Chapter 13

793 59 0
                                    

Anna duduk diam di atas ranjangnya, namun secara perlahan tangannya bergerak dan menyentuh keningnya yang sebelumnya disentuh oleh Justin. Apa? Ada apa dengannya? Mengapa dia merasa seperti ini? Dan mengapa Justin bersikap seperti itu? Anna menghembuskan napas—hal itu sungguh manis ketika Justin menyentuh dahinya untuk memeriksa suhu tubuhnya, namun tindakan-tindakan lelaki itu justru semakin membuat Anna bingung. Justin bisa begitu manis, menyebalkan, ketus, dingin, sinis namun... seringkali dia bersikap begitu baik hati. Hal ini membuat Anna bingung. Apakah pria itu memiliki kepribadian ganda? Ah tidak—tidak. Tentu saja tidak. Mungkin Justin memang orang yang baik hati, hanya saja akibat sentuhan, tatapan dan suaranya yang begitu dingin, membuat orang lain termasuk dia tidak menyadari kebaikan hati pria itu. Yeah, diam-diam di sudut terdalam benaknya, Anna mengakui kalau Justin adalah lelaki yang baik, namun fakta bahwa Justin menyukainya? Anna merasa... sulit untuk percaya.

Anna menghembuskan napas perlahan. Apa yang terjadi dalam hidupnya? Mengapa hidupnya berputar sedemikian cepat dan tajam sejak dia memutuskan meninggalkan Edessa untuk meraih impiannya di Lyra? Apakah ini yang dinamakan takdir, atau ini hanyalah kesalahan yang seharusnya tidak pernah dia mulai. Bukankah seharusnya dia tetap tinggal di Edessa, menghadapi curamnya tebing yang menghadapi pantai, kemudian menghabiskan waktu untuk mencari rumput laut atau teripang? Bermain di atas pasir pantai dan melihat matahari terbenam di ujung cakrawala. Namun itu bukan kata hatinya. Itu bukan impiannya. Anna menarik napas, menurunkan tangannya dari kening dan menggenggam liontin kalung perak yang melingkari lehernya. Ibunya berkata agar dia mengikuti kata hatinya. Kata hatinya. Kata hatinya yang membawanya kemari, jadi ini pasti bukanlah sebuah kesalahan.

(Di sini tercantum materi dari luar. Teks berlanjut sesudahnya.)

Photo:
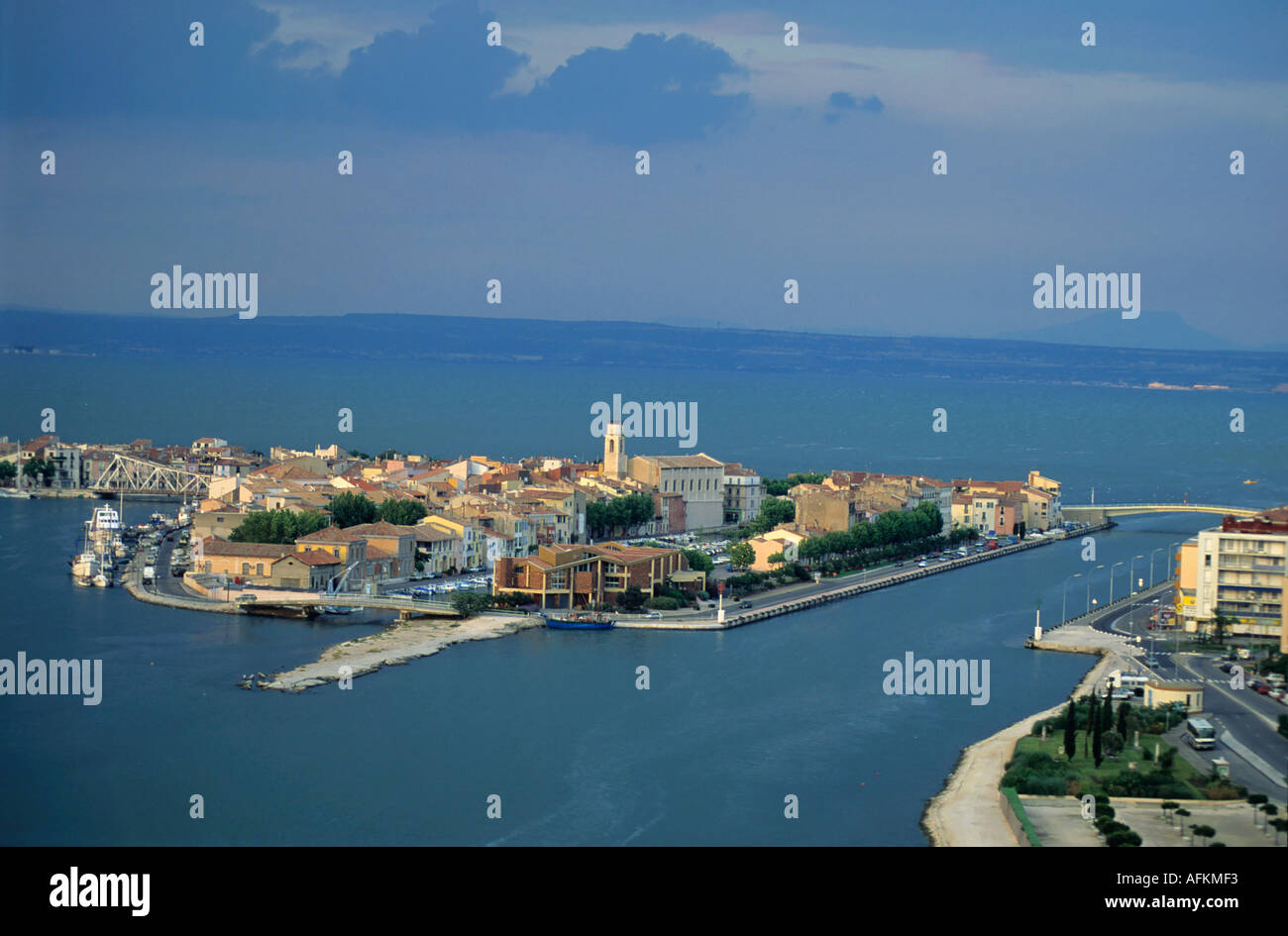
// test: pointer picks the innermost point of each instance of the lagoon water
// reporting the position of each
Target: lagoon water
(552, 721)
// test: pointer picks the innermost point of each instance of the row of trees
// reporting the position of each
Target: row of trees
(616, 515)
(278, 525)
(347, 510)
(778, 486)
(351, 509)
(31, 468)
(773, 511)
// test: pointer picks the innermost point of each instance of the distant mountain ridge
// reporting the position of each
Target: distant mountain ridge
(1162, 330)
(366, 339)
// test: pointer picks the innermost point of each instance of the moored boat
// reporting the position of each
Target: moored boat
(579, 621)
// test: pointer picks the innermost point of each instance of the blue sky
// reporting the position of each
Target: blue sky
(768, 162)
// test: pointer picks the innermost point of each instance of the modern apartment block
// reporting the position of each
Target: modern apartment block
(1236, 570)
(571, 575)
(699, 479)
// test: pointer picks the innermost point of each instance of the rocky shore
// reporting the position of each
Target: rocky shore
(967, 811)
(393, 647)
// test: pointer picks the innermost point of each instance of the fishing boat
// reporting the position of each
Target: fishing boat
(84, 568)
(579, 621)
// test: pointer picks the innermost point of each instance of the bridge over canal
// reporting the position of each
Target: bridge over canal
(1098, 512)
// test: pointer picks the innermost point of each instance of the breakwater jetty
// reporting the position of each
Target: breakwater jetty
(842, 591)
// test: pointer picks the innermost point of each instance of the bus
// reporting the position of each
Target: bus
(1199, 734)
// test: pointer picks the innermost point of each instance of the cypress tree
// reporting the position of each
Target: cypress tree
(1096, 733)
(1093, 724)
(1070, 739)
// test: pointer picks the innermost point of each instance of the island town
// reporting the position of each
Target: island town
(627, 533)
(475, 548)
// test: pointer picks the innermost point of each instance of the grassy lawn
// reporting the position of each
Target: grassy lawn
(1090, 778)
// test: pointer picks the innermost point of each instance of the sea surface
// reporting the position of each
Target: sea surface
(553, 722)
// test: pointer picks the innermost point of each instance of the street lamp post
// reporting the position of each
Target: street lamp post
(1064, 600)
(1089, 587)
(1151, 564)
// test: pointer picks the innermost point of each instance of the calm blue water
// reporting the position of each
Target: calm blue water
(1128, 445)
(552, 721)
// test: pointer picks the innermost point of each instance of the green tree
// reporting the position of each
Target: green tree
(1253, 801)
(778, 486)
(632, 599)
(1094, 726)
(1112, 743)
(277, 525)
(773, 511)
(1279, 825)
(1070, 731)
(1202, 832)
(741, 555)
(351, 509)
(698, 561)
(1220, 627)
(33, 468)
(468, 602)
(402, 511)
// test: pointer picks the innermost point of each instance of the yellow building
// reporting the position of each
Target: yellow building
(771, 544)
(1159, 692)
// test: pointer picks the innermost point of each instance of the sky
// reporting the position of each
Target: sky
(767, 162)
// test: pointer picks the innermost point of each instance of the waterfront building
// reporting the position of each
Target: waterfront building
(439, 549)
(825, 510)
(571, 575)
(390, 549)
(774, 541)
(304, 571)
(250, 563)
(1239, 571)
(616, 464)
(697, 477)
(743, 493)
(1162, 692)
(348, 548)
(217, 523)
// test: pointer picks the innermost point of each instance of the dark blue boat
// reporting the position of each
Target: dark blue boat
(583, 621)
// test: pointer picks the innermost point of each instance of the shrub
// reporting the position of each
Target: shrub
(1124, 837)
(662, 604)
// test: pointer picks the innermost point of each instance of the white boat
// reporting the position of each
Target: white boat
(84, 568)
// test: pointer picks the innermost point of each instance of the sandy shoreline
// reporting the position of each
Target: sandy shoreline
(967, 810)
(394, 647)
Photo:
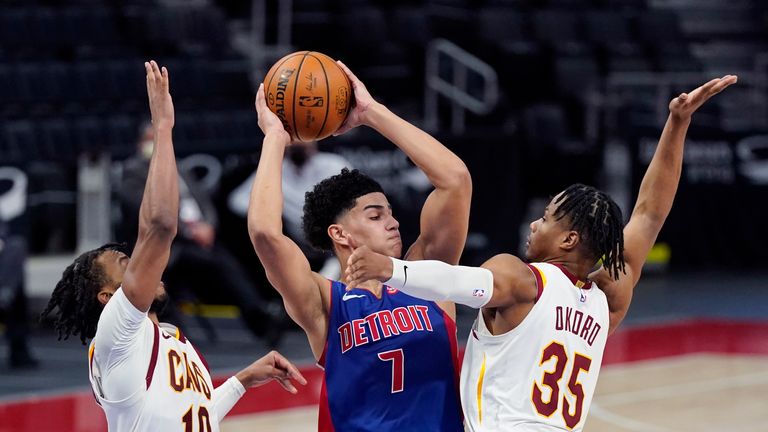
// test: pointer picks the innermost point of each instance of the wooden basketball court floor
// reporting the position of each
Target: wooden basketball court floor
(699, 375)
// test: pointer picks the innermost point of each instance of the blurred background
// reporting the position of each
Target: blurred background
(532, 95)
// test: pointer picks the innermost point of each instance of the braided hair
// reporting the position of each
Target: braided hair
(330, 199)
(598, 220)
(75, 295)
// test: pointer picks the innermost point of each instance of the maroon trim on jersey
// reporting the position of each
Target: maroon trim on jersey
(450, 328)
(324, 421)
(202, 359)
(153, 357)
(321, 360)
(539, 283)
(587, 284)
(92, 354)
(182, 339)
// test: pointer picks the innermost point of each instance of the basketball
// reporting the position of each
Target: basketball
(310, 94)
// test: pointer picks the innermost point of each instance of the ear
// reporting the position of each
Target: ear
(570, 240)
(338, 235)
(104, 295)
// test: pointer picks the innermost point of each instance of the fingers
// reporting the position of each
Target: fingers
(287, 385)
(289, 368)
(723, 83)
(261, 101)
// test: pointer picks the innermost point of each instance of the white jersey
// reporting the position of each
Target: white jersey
(150, 378)
(541, 375)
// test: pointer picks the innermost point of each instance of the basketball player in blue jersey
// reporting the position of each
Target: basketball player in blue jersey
(534, 353)
(390, 359)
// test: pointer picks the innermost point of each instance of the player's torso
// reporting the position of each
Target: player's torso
(390, 364)
(178, 396)
(542, 374)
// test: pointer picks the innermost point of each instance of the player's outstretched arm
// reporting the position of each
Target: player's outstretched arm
(286, 266)
(502, 281)
(656, 195)
(158, 215)
(272, 366)
(445, 216)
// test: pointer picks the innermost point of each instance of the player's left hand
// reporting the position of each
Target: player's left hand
(364, 265)
(363, 102)
(158, 91)
(272, 366)
(683, 106)
(269, 122)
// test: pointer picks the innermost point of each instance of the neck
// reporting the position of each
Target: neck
(373, 285)
(580, 268)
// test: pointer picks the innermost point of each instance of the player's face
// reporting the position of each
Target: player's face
(371, 223)
(546, 233)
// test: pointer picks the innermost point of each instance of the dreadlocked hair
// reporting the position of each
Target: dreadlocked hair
(598, 220)
(78, 307)
(331, 198)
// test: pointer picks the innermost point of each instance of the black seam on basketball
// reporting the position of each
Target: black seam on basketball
(296, 87)
(327, 94)
(277, 68)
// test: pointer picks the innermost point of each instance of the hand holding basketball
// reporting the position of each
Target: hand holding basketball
(363, 101)
(686, 104)
(268, 121)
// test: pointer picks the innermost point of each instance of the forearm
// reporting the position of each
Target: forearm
(160, 203)
(443, 168)
(226, 396)
(438, 281)
(659, 185)
(266, 203)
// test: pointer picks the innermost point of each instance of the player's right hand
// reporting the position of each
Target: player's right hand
(272, 366)
(269, 122)
(686, 104)
(158, 91)
(363, 101)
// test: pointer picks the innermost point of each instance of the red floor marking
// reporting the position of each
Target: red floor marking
(77, 412)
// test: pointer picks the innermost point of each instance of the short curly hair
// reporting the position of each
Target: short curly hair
(330, 199)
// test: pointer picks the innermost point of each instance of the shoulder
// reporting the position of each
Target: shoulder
(513, 279)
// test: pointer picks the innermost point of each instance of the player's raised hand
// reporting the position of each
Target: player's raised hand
(364, 265)
(686, 104)
(272, 366)
(158, 90)
(269, 122)
(363, 101)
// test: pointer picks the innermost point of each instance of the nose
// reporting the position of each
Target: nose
(393, 224)
(535, 224)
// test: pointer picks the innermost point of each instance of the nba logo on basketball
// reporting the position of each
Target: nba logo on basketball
(311, 101)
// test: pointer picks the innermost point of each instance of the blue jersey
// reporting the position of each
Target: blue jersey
(390, 364)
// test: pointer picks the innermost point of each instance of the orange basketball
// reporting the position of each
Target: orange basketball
(310, 93)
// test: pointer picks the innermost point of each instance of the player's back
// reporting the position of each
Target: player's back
(542, 374)
(390, 364)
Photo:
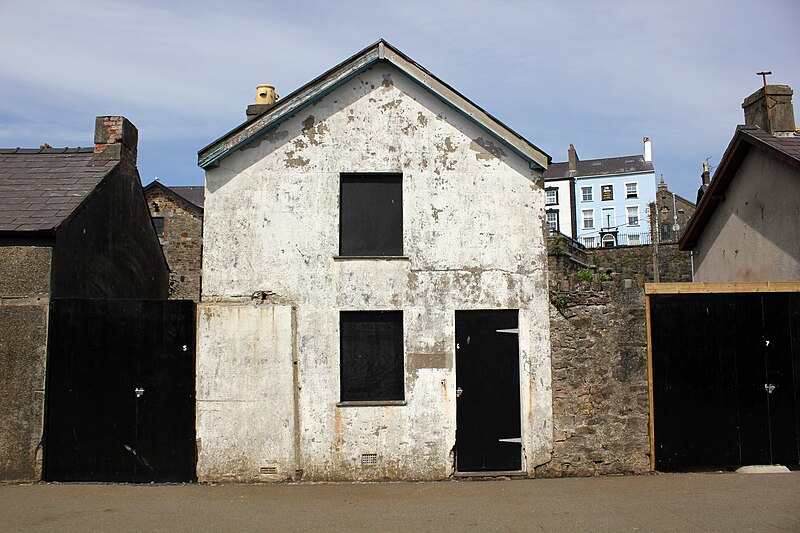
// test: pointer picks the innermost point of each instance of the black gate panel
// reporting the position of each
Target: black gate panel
(120, 391)
(724, 383)
(488, 433)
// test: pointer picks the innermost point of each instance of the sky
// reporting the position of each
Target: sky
(600, 75)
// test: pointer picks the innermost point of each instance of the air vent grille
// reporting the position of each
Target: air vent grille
(369, 458)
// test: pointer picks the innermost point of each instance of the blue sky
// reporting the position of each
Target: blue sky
(601, 75)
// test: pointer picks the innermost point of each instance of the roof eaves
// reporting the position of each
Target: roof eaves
(317, 88)
(736, 151)
(327, 82)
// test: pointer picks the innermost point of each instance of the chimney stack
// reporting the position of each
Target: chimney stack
(573, 160)
(706, 180)
(770, 108)
(115, 137)
(266, 97)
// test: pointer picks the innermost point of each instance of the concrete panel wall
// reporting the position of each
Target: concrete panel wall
(752, 235)
(473, 239)
(24, 305)
(245, 393)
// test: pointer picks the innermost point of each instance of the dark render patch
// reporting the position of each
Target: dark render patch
(371, 355)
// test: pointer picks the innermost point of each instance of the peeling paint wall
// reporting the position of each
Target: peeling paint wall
(24, 309)
(752, 235)
(473, 219)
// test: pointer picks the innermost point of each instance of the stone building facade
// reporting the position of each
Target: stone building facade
(674, 212)
(177, 213)
(280, 279)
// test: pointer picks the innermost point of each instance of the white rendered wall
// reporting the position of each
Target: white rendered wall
(473, 237)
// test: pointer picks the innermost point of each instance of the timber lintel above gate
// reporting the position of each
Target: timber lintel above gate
(721, 287)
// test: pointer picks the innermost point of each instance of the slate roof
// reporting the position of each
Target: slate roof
(40, 188)
(193, 194)
(600, 167)
(785, 148)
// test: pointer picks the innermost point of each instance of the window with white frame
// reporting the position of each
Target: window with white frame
(551, 196)
(552, 219)
(587, 216)
(633, 215)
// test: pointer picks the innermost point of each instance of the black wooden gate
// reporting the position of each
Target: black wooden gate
(726, 379)
(120, 399)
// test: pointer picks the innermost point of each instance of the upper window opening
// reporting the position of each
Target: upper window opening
(158, 225)
(371, 215)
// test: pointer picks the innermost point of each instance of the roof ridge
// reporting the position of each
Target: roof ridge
(48, 150)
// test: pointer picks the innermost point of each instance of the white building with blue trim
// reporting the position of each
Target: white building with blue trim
(602, 202)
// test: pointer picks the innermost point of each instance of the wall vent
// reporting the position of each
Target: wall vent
(369, 458)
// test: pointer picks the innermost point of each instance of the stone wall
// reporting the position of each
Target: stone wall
(24, 304)
(182, 242)
(632, 261)
(600, 390)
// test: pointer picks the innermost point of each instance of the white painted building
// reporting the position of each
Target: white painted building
(375, 300)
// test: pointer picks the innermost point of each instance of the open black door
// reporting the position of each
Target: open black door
(488, 437)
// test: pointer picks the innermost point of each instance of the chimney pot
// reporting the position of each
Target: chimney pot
(115, 137)
(265, 99)
(772, 112)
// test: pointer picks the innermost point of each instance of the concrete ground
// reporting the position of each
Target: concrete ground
(673, 502)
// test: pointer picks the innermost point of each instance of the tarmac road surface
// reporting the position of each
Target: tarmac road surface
(723, 502)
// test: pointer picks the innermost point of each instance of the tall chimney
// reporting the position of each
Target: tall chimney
(265, 99)
(115, 137)
(573, 160)
(770, 108)
(706, 180)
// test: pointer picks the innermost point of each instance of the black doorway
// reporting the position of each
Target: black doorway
(488, 437)
(726, 376)
(120, 401)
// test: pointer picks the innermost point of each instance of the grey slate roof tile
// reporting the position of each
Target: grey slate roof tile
(39, 188)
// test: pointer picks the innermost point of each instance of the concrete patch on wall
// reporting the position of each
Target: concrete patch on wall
(245, 393)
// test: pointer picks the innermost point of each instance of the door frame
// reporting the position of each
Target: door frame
(696, 288)
(521, 403)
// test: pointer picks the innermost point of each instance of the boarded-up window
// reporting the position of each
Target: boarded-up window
(371, 355)
(371, 215)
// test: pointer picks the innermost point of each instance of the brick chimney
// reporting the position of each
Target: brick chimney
(706, 180)
(573, 160)
(115, 138)
(770, 108)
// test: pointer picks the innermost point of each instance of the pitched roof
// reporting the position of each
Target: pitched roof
(194, 194)
(40, 188)
(631, 164)
(786, 148)
(381, 51)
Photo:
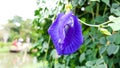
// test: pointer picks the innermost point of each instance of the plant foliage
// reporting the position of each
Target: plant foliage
(101, 49)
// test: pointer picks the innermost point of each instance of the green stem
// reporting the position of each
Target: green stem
(97, 12)
(117, 1)
(88, 24)
(105, 9)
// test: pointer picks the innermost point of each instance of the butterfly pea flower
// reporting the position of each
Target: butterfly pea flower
(66, 33)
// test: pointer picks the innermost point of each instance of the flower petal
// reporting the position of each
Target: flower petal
(66, 33)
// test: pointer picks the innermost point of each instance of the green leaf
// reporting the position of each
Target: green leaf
(112, 49)
(107, 2)
(99, 19)
(82, 57)
(115, 9)
(89, 9)
(116, 23)
(103, 40)
(100, 66)
(102, 49)
(90, 63)
(95, 0)
(117, 38)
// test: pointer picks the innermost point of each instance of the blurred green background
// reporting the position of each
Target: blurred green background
(101, 48)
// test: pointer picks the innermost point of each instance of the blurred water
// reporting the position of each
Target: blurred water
(17, 60)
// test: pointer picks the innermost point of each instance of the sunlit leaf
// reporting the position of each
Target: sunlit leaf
(104, 31)
(107, 2)
(82, 57)
(116, 23)
(112, 49)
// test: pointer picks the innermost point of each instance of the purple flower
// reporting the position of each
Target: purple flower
(66, 33)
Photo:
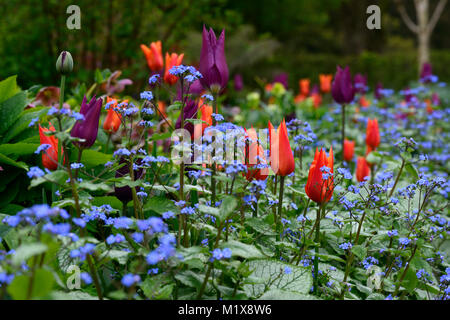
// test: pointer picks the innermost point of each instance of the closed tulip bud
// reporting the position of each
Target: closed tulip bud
(153, 55)
(349, 150)
(87, 129)
(372, 134)
(362, 169)
(254, 157)
(378, 92)
(172, 60)
(238, 82)
(190, 112)
(213, 64)
(304, 86)
(50, 155)
(320, 185)
(64, 64)
(342, 88)
(113, 119)
(281, 156)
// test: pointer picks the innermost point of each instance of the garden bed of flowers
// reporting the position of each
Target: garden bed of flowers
(197, 190)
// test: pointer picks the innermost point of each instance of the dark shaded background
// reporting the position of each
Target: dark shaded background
(263, 37)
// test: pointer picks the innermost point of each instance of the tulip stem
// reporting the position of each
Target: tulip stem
(398, 178)
(316, 255)
(343, 130)
(280, 206)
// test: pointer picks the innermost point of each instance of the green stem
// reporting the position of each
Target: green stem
(316, 255)
(94, 277)
(398, 178)
(280, 206)
(343, 130)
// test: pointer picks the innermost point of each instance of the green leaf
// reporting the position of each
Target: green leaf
(160, 205)
(18, 149)
(273, 276)
(10, 110)
(8, 88)
(242, 250)
(227, 207)
(92, 158)
(19, 164)
(26, 251)
(277, 294)
(72, 295)
(359, 251)
(42, 285)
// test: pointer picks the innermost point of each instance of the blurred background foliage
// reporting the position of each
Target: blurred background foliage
(263, 38)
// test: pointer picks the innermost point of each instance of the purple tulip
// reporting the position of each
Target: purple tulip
(282, 78)
(378, 89)
(426, 75)
(360, 83)
(342, 89)
(213, 65)
(238, 82)
(87, 129)
(124, 194)
(190, 112)
(435, 99)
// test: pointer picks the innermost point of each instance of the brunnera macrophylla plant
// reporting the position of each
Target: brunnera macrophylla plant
(169, 198)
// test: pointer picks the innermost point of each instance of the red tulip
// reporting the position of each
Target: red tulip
(281, 156)
(325, 82)
(372, 134)
(153, 55)
(317, 188)
(49, 156)
(254, 155)
(113, 119)
(362, 169)
(172, 61)
(349, 150)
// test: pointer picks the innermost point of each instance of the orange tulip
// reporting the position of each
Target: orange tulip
(281, 156)
(49, 156)
(162, 108)
(153, 55)
(299, 98)
(317, 188)
(172, 61)
(362, 169)
(113, 119)
(349, 150)
(304, 86)
(254, 155)
(363, 102)
(317, 100)
(325, 82)
(372, 134)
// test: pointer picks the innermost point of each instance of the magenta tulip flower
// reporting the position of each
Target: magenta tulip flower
(360, 83)
(342, 88)
(213, 65)
(87, 129)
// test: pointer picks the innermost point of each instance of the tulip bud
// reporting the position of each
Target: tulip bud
(64, 64)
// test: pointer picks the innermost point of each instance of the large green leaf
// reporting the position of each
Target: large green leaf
(7, 160)
(239, 249)
(10, 110)
(18, 149)
(26, 251)
(42, 285)
(273, 276)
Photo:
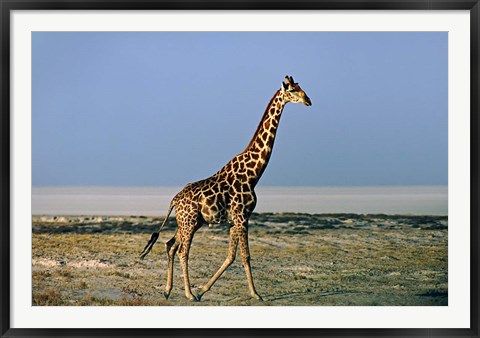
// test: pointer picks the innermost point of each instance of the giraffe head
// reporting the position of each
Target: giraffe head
(293, 93)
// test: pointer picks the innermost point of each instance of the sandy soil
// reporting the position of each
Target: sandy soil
(297, 259)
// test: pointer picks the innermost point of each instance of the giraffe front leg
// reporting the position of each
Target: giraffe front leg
(232, 251)
(171, 247)
(245, 254)
(183, 255)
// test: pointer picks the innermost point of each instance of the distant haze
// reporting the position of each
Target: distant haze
(165, 109)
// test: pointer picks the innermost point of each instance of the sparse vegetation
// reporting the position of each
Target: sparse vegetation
(315, 260)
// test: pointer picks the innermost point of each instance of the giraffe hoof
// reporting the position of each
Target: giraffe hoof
(258, 297)
(199, 296)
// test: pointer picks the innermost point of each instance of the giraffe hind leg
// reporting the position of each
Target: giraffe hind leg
(245, 254)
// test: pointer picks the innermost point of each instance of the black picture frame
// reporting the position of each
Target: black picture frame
(7, 6)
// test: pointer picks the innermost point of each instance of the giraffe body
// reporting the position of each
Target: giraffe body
(227, 197)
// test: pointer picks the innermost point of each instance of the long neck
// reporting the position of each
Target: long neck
(260, 147)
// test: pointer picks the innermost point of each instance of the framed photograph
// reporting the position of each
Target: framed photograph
(240, 168)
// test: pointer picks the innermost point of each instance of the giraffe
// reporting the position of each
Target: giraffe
(226, 197)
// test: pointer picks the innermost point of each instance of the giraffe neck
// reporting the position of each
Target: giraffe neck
(260, 147)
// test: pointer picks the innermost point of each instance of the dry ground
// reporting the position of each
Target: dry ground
(318, 260)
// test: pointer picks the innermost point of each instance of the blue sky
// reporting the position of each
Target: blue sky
(141, 109)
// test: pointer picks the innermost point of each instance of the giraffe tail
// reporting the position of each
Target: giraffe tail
(155, 235)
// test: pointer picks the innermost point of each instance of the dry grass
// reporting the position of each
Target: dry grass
(341, 266)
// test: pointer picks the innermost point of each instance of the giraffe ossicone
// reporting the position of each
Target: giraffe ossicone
(226, 197)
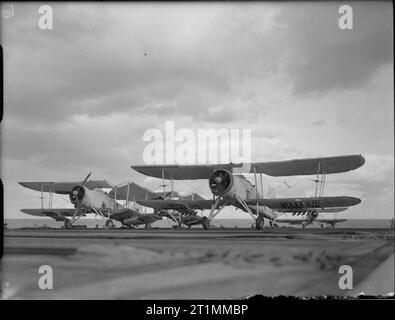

"Oh, there you are!!" sebuah suara membuat lamunan Anna tersentak, dan secara refleks dia langsung menarik selimut, membungkus tubuhnya hingga batas leher. Anna mengangkat sebelah alis, menatap pada gadis berambut cokelat kacang yang tersenyum lebar di ambang pintu. Gadis itu tampak riang, senang dan gerak-geriknya tanpa sadar mengingatkan Anna pada dirinya sendiri. Sebelum ibunya meninggal dunia, Anna adalah gadis yang sama riangnya seperti gadis itu. Kematian ibunya meninggalkan trauma dalam pikiran Anna, membuatnya bersikap keras dan menutupi diri dari siapapun, bahkan dari Skandar dan Vivian. Anna mengerjapkan matanya, berusaha mengingat-ingat siapa gadis berambut cokelat kacang itu. Ah ya, Rosaline Cromwell.

"Huh?"

"Kau sakit?" Rosaline melangkah mendekati ranjangnya, membuat wajah Anna memerah saat teringat bahwa dia hanya mengenakan pakaian dalam. Dengan refleks Anna membungkus selimut makin rapat ke tubuhnya, membuatnya terlihat demikian mungil dan melingkar seperti kepompong. "Pantas saja Justin tidak pulang ke rumahnya semalam. Rupanya kau benar-benar sakit." Anna memutar bola matanya. Rosaline tidak lagi memanggil Justin dengan sebutan My Juju yang menggelikan itu?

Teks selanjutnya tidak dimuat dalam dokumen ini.